A lapse on OROP can turn out to be a bad and costly error
One Rank One Pension (OROP) has been notified by the government and, without doubt, it’s a landmark development. After all, this is an ex-servicemen’s demand, supported by serving soldiers and officers, that goes back perhaps 40 years.columns Updated: Nov 22, 2015 01:25 IST
One Rank One Pension (OROP) has been notified by the government and, without doubt, it’s a landmark development. After all, this is an ex-servicemen’s demand, supported by serving soldiers and officers, that goes back perhaps 40 years.
The government deserves a measure of congratulations but the question that remains is: Should it have done more? At least in one respect the answer is an emphatic yes. In one other it could improve on what it has offered.
The error in OROP, as notified, is the following sentence: “Personnel who opt to get discharged henceforth on their own request … will not be entitled to the benefits of OROP.” In September, when he first announced OROP, the defence minister actually excluded all officers and soldiers who sought premature retirement. Now he’s agreed to give it to those who have in the past prematurely retired but decided to exclude those who do so in the future.
Mr Parrikar is wrong for, at least, two reasons. First, soldiers and officers who take premature retirement are entitled to a pension so why are they excluded from OROP? If it’s the cost then this is truly a case of penny-pinching.
More importantly, premature retirees — both soldiers and officers — benefit the army. Given its pyramid structure, this permits easier promotion for others, who are possibly more deserving, and, secondly, it keeps the army young.
In a recent article Lt. Gen. Syed Ata Hasnain, former Commander 15 Corps, provided details to illustrate this point. After 18 years of service, 45% of lieutenant colonels don’t get promoted to the next rank i.e. colonel. However, presuming the average age of their commissioning is 22, they still have 14 years of service left before they reach retirement age at 54.
Why would the government want them to forcibly continue when it knows they won’t be promoted and, as a result, become dispirited and also block the promotion of more deserving majors and captains below them?
Denying OROP to such officers is not just short-sighted but self-defeating. I instinctively feel the defence minister doesn’t understand this or it wasn’t explained to him. I, therefore, share former army chief Gen. Malik’s hope that he will voluntarily and speedily rectify it.

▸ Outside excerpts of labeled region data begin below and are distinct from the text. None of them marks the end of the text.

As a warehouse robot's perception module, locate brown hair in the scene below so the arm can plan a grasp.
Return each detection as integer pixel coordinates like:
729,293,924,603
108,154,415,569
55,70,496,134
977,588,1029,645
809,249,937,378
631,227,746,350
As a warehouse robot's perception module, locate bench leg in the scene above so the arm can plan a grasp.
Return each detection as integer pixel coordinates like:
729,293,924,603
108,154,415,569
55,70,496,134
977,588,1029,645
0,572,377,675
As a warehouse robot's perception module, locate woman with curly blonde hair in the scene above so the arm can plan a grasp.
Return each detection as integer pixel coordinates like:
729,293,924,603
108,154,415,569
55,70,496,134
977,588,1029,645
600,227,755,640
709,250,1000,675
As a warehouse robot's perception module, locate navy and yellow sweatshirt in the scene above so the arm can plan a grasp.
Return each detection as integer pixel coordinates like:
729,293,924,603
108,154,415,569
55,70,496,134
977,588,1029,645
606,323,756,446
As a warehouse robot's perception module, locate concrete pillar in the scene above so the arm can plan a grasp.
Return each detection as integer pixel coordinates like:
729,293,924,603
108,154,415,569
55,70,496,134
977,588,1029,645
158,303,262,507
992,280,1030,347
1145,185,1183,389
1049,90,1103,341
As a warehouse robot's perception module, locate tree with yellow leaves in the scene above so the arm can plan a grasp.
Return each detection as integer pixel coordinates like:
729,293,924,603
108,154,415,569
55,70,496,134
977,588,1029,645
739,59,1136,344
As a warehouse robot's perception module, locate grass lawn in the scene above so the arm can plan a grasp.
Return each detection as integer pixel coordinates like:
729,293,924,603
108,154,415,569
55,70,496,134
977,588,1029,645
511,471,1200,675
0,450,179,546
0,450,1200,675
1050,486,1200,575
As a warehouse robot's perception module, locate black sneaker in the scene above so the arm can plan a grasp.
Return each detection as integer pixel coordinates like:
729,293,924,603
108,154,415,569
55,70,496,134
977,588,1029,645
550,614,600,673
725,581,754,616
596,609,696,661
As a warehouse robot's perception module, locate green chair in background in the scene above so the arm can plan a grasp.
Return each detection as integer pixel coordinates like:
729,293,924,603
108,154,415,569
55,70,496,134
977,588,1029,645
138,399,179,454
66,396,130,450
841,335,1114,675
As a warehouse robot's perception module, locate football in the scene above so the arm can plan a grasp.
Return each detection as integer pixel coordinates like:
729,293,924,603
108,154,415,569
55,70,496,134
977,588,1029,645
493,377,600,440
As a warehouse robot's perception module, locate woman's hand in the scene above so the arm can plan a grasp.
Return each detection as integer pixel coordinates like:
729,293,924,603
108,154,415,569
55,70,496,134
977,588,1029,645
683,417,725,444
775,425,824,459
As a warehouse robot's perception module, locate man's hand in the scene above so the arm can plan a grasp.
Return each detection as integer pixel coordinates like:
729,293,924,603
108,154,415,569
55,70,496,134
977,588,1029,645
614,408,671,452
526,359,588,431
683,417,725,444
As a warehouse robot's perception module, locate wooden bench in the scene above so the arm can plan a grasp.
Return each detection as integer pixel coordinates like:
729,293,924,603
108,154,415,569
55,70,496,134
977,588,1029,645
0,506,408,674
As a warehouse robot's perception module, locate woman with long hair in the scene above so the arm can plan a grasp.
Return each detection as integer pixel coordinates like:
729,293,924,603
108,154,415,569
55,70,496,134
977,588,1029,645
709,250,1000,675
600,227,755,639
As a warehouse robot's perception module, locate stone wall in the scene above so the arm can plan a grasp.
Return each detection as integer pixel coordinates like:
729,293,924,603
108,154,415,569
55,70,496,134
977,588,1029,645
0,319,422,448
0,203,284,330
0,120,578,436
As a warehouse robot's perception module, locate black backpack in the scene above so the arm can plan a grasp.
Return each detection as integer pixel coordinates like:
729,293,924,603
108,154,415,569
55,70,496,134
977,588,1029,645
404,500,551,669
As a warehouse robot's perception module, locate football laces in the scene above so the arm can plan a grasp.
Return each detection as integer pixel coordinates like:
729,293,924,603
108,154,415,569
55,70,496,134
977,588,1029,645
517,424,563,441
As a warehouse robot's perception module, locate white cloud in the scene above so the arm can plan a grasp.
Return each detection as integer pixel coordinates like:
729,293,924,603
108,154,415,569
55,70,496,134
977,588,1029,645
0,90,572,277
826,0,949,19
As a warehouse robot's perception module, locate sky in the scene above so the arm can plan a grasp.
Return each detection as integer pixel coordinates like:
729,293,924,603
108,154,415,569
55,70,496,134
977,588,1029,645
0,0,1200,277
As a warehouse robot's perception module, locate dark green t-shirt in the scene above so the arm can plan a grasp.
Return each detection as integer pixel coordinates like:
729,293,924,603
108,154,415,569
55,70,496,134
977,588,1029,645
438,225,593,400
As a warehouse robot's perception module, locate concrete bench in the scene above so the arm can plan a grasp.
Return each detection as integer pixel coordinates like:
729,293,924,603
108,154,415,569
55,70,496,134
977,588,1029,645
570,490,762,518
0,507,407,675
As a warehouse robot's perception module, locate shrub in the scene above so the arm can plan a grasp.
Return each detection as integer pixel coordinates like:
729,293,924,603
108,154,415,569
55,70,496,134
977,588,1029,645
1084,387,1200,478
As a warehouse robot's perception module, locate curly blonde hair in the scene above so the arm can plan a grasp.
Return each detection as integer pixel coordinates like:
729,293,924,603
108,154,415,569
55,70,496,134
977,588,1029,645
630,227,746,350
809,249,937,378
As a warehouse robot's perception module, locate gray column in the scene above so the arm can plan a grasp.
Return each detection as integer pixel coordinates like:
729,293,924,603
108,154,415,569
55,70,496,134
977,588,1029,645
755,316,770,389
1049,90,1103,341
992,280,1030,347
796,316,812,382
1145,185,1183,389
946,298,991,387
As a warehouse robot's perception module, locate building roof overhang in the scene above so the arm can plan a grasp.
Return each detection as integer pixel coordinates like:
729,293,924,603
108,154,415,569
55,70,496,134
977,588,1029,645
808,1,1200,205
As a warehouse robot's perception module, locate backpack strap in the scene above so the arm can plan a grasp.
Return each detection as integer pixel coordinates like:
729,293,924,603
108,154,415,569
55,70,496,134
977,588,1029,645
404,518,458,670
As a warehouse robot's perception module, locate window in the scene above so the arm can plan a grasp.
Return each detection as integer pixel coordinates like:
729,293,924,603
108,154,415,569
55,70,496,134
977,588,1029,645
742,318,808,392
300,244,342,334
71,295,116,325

The other lapse in OROP — but it’s by no means of the same order — is the government’s insistence on equalising pensions every five years rather than annually. In effect this means what the government has granted is one rank one pension for one year but one rank multiple pensions for the next four.
What’s perplexing is that Lt. Gen. Kadyan, the chairman of the Indian Ex-Servicemen’s Movement, claims the cost of annual equalisation would be “less than 100 crores”. If he’s correct, the saving is hardly worth the hurt the decision has caused.
For his part the defence minister has said that paragraph 6.4 of the Koshiyari Committee report states that equalisation every five years would be acceptable. No doubt it does. But I don’t believe the Koshiyari Committee recommended that people who seek premature retirement should be excluded from OROP. So if the government wants to go by Mr Koshiyari’s report it should, at least, honour what it promised in full.
The issue that needs to be resolved — and urgently — is exclusion of soldiers and officers who seek premature retirement from OROP. Here the government has made a mistake. In fact, a silly mistake. But if it’s not rectified it will become a bad and unforgivable error.